From doing this deck I can confidently say that going after gion like this is helpful. I wish I did this earlier! Sometimes I like reading the description/definition of the gion and it does aid in deepening my understanding of the gion. I did the same thing for korean after I realized how helpful this was. But then when I made the deck from tables and whatnot from the japanese websites and the wordquery/hanseido plugin I was reminded that my onmatopoeia game in Korean is weak. It’s much harder to do the premade onomatopoeia korean deck than the premade onomatopoeia japanese deck… some of the onomatopoeia just doesn’t sound like what it means or I can’t remember it (the sound or the meaning or both). It’s just harder to remember or hear what I’m supposed to hear or feel what I’m supposed to feel. SO I realized that I should give myself more credit for my japanese onomatopoeia skills.
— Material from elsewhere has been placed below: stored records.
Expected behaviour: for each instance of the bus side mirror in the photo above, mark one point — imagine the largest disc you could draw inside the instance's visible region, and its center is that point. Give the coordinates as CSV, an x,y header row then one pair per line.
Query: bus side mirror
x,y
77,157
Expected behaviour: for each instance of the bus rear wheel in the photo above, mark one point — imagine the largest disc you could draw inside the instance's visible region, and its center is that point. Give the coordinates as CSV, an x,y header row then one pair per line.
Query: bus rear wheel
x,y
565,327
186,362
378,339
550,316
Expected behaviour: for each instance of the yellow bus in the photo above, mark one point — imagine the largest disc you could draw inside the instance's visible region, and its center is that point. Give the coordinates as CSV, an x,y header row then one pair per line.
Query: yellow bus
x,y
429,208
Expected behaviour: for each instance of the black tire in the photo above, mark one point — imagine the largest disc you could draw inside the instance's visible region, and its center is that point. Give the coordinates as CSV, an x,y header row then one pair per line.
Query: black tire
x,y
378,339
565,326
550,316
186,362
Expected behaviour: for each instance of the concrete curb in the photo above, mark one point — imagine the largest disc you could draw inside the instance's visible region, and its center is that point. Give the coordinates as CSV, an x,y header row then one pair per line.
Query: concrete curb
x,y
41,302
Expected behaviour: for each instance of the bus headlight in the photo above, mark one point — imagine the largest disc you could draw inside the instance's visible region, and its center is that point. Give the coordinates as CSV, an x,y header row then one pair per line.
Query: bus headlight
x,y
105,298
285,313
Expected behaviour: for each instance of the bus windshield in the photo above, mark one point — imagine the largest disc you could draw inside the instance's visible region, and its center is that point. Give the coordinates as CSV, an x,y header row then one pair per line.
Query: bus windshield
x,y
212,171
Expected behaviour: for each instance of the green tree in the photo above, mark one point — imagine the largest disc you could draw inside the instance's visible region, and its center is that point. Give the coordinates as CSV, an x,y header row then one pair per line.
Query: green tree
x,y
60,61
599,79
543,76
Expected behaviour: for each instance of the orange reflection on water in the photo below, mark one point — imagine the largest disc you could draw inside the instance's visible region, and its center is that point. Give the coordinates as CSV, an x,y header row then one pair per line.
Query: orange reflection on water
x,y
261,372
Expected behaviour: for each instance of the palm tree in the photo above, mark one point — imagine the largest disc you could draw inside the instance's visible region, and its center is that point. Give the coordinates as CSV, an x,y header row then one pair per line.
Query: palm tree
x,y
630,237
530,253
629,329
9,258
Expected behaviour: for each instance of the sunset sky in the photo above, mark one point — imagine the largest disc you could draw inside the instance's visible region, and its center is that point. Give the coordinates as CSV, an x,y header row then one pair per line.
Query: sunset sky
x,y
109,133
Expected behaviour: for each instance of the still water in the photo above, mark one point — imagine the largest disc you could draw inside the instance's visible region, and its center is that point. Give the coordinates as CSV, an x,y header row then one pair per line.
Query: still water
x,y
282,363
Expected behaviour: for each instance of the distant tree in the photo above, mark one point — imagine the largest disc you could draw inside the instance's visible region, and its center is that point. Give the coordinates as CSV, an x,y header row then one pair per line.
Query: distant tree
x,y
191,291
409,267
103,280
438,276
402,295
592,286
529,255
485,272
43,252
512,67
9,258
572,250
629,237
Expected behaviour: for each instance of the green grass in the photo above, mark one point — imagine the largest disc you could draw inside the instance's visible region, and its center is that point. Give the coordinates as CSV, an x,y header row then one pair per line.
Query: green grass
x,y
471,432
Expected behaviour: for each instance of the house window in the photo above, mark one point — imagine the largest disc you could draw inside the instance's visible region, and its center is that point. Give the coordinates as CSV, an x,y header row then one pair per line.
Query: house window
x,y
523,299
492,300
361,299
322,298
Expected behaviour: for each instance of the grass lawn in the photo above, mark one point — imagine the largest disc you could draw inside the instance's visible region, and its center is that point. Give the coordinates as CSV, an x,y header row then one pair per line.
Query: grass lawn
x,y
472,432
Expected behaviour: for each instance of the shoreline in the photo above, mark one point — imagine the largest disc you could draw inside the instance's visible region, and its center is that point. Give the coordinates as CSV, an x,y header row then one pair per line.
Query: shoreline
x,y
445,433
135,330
I’ve tried getting other pre-made decks for Japanese but they’re not helpful since I’m already advanced and I already have a huge backlog of crap I want to add to anki AND it’s so easy and effortless and efficient generating anki cards with RIKAISAMA on PALE MOON.
<– Soyu has been saying some fierce, cut-throat stuff on Produce 48…. I loved how she said this. It reminds me of the lyrics 前髪の造形に神経を奪われて from shiina ringo. I’m sure YOU KNOW someone like that. I sure do it’s damn irritating to be around people with bangs. They always put in a dramatic pause or sound effect before the trainers give feedback to the trainees. Of course as a viewer i try to predict whether they’ll say something positive or negative.
RECENTLY I found out about this site for japanese onomatopoeia!
http://thejadednetwork.com/sfx/
cheers!
I can’t recommend any pre-made decks for Korean but I generated some cool decks from Japanese sites with HUGE TABLES and quizlet.